The Green Acton Water Committee maintains a stream monitoring station on Nagog Brook. This being a low-tech, low-cost installation, our station requires that a volunteer scramble down to the site once a week to read the staff gage, which is like a giant ruler mounted vertically on a pole in the stream.
Last week (January 3), I (Kim) bundled up and trudged down through the snow to the site. The temperature had been below freezing continuously for more than nine days straight, with several nights dipping below 0°F. I was sure I was wasting my time and would find the brook frozen over.
But to my surprise and pleasure, the brook at the gage station was burbling along, as merrily as ever. The water level was a bit lower than it had been in recent weeks, probably because of ice upstream, but the stream was definitely flowing. (Click link below to view video.)
This observation is significant because it confirms that there is substantial groundwater input into the brook.

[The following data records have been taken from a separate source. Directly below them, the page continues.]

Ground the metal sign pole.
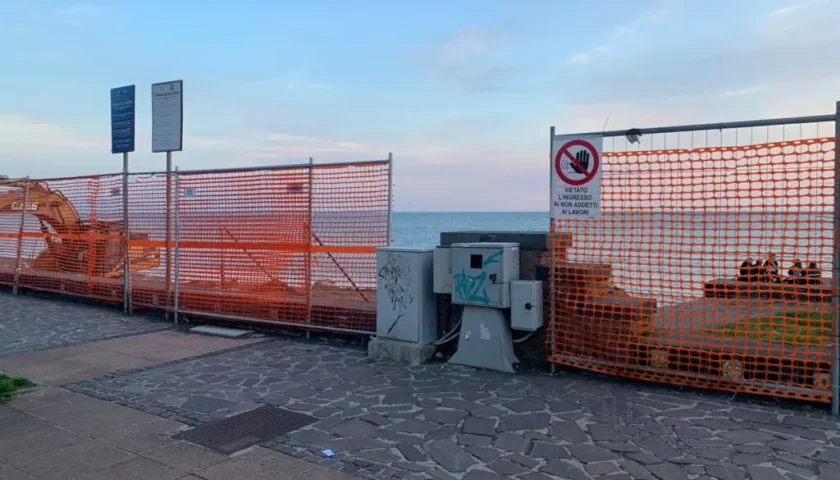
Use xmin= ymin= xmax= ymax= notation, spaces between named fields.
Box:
xmin=173 ymin=167 xmax=181 ymax=325
xmin=122 ymin=152 xmax=131 ymax=313
xmin=548 ymin=127 xmax=556 ymax=374
xmin=833 ymin=100 xmax=840 ymax=417
xmin=151 ymin=80 xmax=182 ymax=320
xmin=111 ymin=84 xmax=135 ymax=312
xmin=12 ymin=179 xmax=30 ymax=296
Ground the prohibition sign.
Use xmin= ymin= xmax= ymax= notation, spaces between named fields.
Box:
xmin=554 ymin=139 xmax=600 ymax=186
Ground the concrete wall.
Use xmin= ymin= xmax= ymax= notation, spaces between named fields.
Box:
xmin=437 ymin=231 xmax=551 ymax=369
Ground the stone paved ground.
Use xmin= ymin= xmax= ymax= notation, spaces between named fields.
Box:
xmin=0 ymin=292 xmax=169 ymax=356
xmin=71 ymin=339 xmax=840 ymax=480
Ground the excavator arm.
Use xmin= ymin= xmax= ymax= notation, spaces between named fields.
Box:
xmin=0 ymin=176 xmax=159 ymax=277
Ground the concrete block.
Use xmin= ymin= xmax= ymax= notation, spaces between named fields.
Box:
xmin=190 ymin=326 xmax=252 ymax=338
xmin=368 ymin=338 xmax=436 ymax=366
xmin=439 ymin=231 xmax=548 ymax=251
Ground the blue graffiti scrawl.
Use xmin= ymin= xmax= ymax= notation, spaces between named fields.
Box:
xmin=453 ymin=270 xmax=490 ymax=304
xmin=453 ymin=250 xmax=502 ymax=305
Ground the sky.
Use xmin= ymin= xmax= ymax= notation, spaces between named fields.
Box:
xmin=0 ymin=0 xmax=838 ymax=211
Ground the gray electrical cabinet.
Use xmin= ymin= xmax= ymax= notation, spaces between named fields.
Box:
xmin=450 ymin=242 xmax=519 ymax=308
xmin=375 ymin=248 xmax=437 ymax=344
xmin=511 ymin=280 xmax=543 ymax=331
xmin=433 ymin=246 xmax=452 ymax=294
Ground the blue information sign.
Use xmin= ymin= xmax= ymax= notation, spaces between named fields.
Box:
xmin=110 ymin=85 xmax=135 ymax=153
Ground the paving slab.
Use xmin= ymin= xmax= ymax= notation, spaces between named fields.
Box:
xmin=0 ymin=292 xmax=169 ymax=357
xmin=0 ymin=462 xmax=37 ymax=480
xmin=12 ymin=439 xmax=135 ymax=480
xmin=0 ymin=424 xmax=80 ymax=464
xmin=84 ymin=456 xmax=184 ymax=480
xmin=145 ymin=440 xmax=229 ymax=472
xmin=99 ymin=417 xmax=184 ymax=454
xmin=0 ymin=329 xmax=262 ymax=385
xmin=198 ymin=447 xmax=317 ymax=480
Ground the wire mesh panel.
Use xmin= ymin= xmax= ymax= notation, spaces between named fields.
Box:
xmin=3 ymin=175 xmax=126 ymax=302
xmin=126 ymin=173 xmax=170 ymax=310
xmin=548 ymin=122 xmax=837 ymax=403
xmin=174 ymin=168 xmax=310 ymax=325
xmin=2 ymin=160 xmax=390 ymax=335
xmin=0 ymin=182 xmax=28 ymax=287
xmin=310 ymin=161 xmax=390 ymax=332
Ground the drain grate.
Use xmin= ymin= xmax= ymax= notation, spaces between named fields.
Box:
xmin=174 ymin=405 xmax=315 ymax=454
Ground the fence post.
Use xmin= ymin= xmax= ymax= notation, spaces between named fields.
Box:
xmin=833 ymin=101 xmax=840 ymax=417
xmin=387 ymin=153 xmax=393 ymax=246
xmin=306 ymin=157 xmax=314 ymax=338
xmin=122 ymin=154 xmax=131 ymax=313
xmin=165 ymin=152 xmax=173 ymax=320
xmin=548 ymin=127 xmax=556 ymax=375
xmin=12 ymin=179 xmax=30 ymax=296
xmin=85 ymin=178 xmax=99 ymax=296
xmin=173 ymin=168 xmax=181 ymax=325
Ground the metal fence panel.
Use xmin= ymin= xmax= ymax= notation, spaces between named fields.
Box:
xmin=1 ymin=159 xmax=390 ymax=335
xmin=548 ymin=117 xmax=837 ymax=403
xmin=0 ymin=174 xmax=126 ymax=302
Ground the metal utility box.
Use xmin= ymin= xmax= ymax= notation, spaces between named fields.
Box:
xmin=511 ymin=280 xmax=543 ymax=331
xmin=450 ymin=242 xmax=519 ymax=308
xmin=375 ymin=248 xmax=437 ymax=344
xmin=433 ymin=246 xmax=452 ymax=294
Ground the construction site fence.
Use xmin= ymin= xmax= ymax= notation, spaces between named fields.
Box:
xmin=0 ymin=158 xmax=393 ymax=335
xmin=548 ymin=102 xmax=840 ymax=414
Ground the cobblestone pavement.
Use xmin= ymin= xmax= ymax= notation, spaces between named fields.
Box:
xmin=71 ymin=339 xmax=840 ymax=480
xmin=0 ymin=292 xmax=169 ymax=357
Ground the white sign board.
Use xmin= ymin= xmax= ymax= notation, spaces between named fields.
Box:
xmin=550 ymin=135 xmax=603 ymax=220
xmin=151 ymin=80 xmax=183 ymax=152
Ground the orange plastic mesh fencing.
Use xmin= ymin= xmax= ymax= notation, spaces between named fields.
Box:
xmin=171 ymin=167 xmax=310 ymax=326
xmin=0 ymin=175 xmax=126 ymax=301
xmin=2 ymin=161 xmax=389 ymax=333
xmin=548 ymin=135 xmax=838 ymax=403
xmin=121 ymin=161 xmax=390 ymax=333
xmin=309 ymin=161 xmax=390 ymax=332
xmin=0 ymin=182 xmax=26 ymax=287
xmin=126 ymin=172 xmax=171 ymax=310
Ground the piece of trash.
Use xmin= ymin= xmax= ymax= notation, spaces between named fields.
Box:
xmin=321 ymin=449 xmax=336 ymax=457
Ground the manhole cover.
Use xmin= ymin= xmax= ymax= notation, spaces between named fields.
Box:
xmin=174 ymin=405 xmax=315 ymax=454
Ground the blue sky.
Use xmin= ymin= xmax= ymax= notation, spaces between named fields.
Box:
xmin=1 ymin=0 xmax=838 ymax=211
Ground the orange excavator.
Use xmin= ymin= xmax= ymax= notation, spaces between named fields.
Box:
xmin=0 ymin=176 xmax=159 ymax=278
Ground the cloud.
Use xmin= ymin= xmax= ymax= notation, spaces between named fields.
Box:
xmin=569 ymin=52 xmax=592 ymax=64
xmin=766 ymin=4 xmax=802 ymax=17
xmin=235 ymin=133 xmax=380 ymax=160
xmin=564 ymin=0 xmax=840 ymax=107
xmin=0 ymin=114 xmax=105 ymax=150
xmin=285 ymin=81 xmax=335 ymax=91
xmin=435 ymin=27 xmax=498 ymax=66
xmin=48 ymin=4 xmax=110 ymax=27
xmin=567 ymin=5 xmax=667 ymax=65
xmin=422 ymin=27 xmax=511 ymax=92
xmin=612 ymin=8 xmax=667 ymax=39
xmin=241 ymin=76 xmax=337 ymax=95
xmin=723 ymin=85 xmax=767 ymax=97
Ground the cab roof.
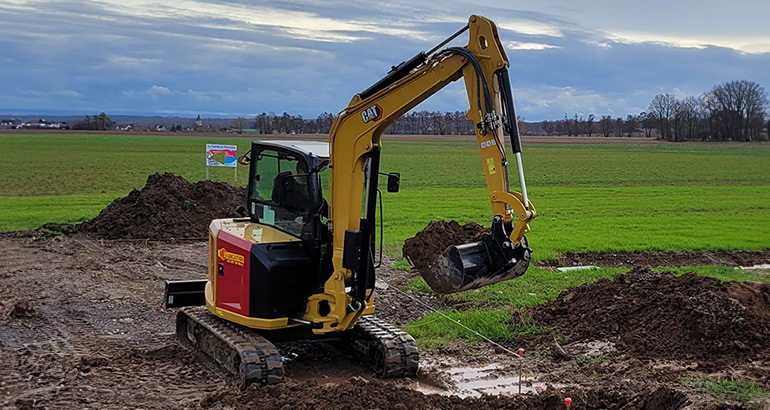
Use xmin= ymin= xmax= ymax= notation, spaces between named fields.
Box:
xmin=257 ymin=140 xmax=329 ymax=159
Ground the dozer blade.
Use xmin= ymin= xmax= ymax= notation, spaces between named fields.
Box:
xmin=420 ymin=218 xmax=531 ymax=294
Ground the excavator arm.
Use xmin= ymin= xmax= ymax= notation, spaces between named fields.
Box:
xmin=304 ymin=15 xmax=536 ymax=334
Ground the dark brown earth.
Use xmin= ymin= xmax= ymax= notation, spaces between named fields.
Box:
xmin=532 ymin=267 xmax=770 ymax=371
xmin=199 ymin=377 xmax=687 ymax=410
xmin=77 ymin=172 xmax=246 ymax=240
xmin=402 ymin=220 xmax=486 ymax=271
xmin=2 ymin=233 xmax=767 ymax=409
xmin=3 ymin=198 xmax=770 ymax=410
xmin=403 ymin=219 xmax=770 ymax=269
xmin=548 ymin=250 xmax=770 ymax=268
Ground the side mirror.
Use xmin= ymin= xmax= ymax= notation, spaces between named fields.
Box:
xmin=238 ymin=154 xmax=250 ymax=165
xmin=235 ymin=205 xmax=247 ymax=217
xmin=387 ymin=173 xmax=400 ymax=193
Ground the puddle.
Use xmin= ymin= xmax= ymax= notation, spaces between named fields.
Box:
xmin=414 ymin=362 xmax=555 ymax=398
xmin=281 ymin=343 xmax=556 ymax=398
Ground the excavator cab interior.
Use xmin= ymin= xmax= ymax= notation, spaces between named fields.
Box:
xmin=245 ymin=142 xmax=328 ymax=239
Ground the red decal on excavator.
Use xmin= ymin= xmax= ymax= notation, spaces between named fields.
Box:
xmin=214 ymin=231 xmax=252 ymax=316
xmin=218 ymin=247 xmax=245 ymax=266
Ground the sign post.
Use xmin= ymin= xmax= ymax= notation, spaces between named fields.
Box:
xmin=205 ymin=144 xmax=238 ymax=182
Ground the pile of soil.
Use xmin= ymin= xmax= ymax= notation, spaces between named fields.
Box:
xmin=533 ymin=267 xmax=770 ymax=367
xmin=545 ymin=250 xmax=770 ymax=268
xmin=402 ymin=221 xmax=486 ymax=271
xmin=200 ymin=377 xmax=687 ymax=410
xmin=78 ymin=173 xmax=246 ymax=240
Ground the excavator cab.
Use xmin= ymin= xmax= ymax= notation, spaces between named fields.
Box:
xmin=244 ymin=141 xmax=329 ymax=240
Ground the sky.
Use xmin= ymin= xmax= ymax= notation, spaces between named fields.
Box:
xmin=1 ymin=0 xmax=769 ymax=121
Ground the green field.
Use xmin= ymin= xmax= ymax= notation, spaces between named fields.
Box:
xmin=3 ymin=133 xmax=768 ymax=261
xmin=3 ymin=133 xmax=770 ymax=346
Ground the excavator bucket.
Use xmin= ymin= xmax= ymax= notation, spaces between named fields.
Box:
xmin=419 ymin=217 xmax=531 ymax=294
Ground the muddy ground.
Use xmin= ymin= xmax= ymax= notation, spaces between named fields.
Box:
xmin=2 ymin=179 xmax=770 ymax=409
xmin=2 ymin=232 xmax=769 ymax=409
xmin=547 ymin=250 xmax=770 ymax=269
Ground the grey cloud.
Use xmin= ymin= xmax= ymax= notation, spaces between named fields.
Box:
xmin=1 ymin=0 xmax=768 ymax=120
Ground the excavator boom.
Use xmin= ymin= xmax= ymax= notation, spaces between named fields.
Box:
xmin=311 ymin=14 xmax=537 ymax=333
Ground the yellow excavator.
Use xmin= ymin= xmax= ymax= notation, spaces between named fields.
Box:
xmin=164 ymin=15 xmax=536 ymax=387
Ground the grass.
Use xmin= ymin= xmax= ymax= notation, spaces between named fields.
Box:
xmin=2 ymin=134 xmax=769 ymax=261
xmin=404 ymin=266 xmax=623 ymax=348
xmin=0 ymin=193 xmax=119 ymax=231
xmin=576 ymin=354 xmax=607 ymax=368
xmin=404 ymin=265 xmax=770 ymax=346
xmin=402 ymin=308 xmax=542 ymax=349
xmin=681 ymin=376 xmax=769 ymax=404
xmin=3 ymin=133 xmax=770 ymax=346
xmin=381 ymin=184 xmax=770 ymax=261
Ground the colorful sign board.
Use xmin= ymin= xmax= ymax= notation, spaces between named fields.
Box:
xmin=206 ymin=144 xmax=238 ymax=167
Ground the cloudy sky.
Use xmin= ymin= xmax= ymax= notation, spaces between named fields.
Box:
xmin=1 ymin=0 xmax=769 ymax=121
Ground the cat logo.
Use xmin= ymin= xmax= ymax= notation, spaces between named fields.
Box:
xmin=361 ymin=104 xmax=383 ymax=123
xmin=217 ymin=247 xmax=245 ymax=267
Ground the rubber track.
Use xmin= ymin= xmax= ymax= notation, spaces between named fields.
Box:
xmin=352 ymin=316 xmax=419 ymax=378
xmin=176 ymin=307 xmax=284 ymax=388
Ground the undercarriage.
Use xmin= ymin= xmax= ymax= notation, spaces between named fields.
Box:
xmin=176 ymin=307 xmax=418 ymax=388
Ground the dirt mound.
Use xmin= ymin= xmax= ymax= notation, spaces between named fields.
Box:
xmin=78 ymin=173 xmax=246 ymax=240
xmin=402 ymin=221 xmax=486 ymax=271
xmin=200 ymin=377 xmax=687 ymax=410
xmin=533 ymin=267 xmax=770 ymax=367
xmin=546 ymin=250 xmax=770 ymax=268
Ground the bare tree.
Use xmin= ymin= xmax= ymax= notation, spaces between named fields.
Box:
xmin=599 ymin=115 xmax=612 ymax=137
xmin=231 ymin=117 xmax=249 ymax=134
xmin=517 ymin=116 xmax=530 ymax=136
xmin=574 ymin=113 xmax=582 ymax=136
xmin=614 ymin=117 xmax=624 ymax=137
xmin=541 ymin=120 xmax=555 ymax=135
xmin=625 ymin=114 xmax=638 ymax=137
xmin=586 ymin=114 xmax=595 ymax=137
xmin=706 ymin=80 xmax=768 ymax=141
xmin=648 ymin=93 xmax=677 ymax=140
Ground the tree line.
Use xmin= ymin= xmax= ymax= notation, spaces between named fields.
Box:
xmin=246 ymin=80 xmax=768 ymax=141
xmin=248 ymin=110 xmax=522 ymax=136
xmin=647 ymin=80 xmax=768 ymax=141
xmin=537 ymin=80 xmax=769 ymax=141
xmin=70 ymin=79 xmax=768 ymax=141
xmin=71 ymin=112 xmax=114 ymax=130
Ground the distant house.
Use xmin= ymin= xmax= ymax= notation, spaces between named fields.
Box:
xmin=0 ymin=118 xmax=21 ymax=128
xmin=21 ymin=119 xmax=65 ymax=129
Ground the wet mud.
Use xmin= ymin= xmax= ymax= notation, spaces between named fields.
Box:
xmin=2 ymin=216 xmax=770 ymax=407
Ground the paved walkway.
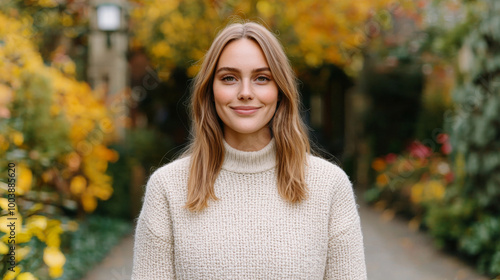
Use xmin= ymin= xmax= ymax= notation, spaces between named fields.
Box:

The temperature of groundwater doesn’t vary much over the course of the year, hovering around the average annual air temperature. Here in Massachusetts, that would be approximately 50°F, according to the EPA. During the recent remand hearing on Nagog Pond, Dr. Peter Shanahan, a hydrologist, testified on behalf of OARS that drawing down the water level in Nagog Pond by increasing the water withdrawal into Concord’s proposed water treatment plant could threaten the cold water fishery of Nagog Brook. The threat is two-fold. First, there would be less water flowing over the spillway from the pond into the brook. Second, there would be less hydraulic head to drive groundwater flow laterally into the brook. Groundwater input keeps the brook cool in summer (good for fish) and warm in winter.
Thanks to Dr. Peter Shanahan for confirming (email 3 jan 2018) that groundwater input was the plausible explanation for Nagog Brook’s open water throughout our recent cold snap.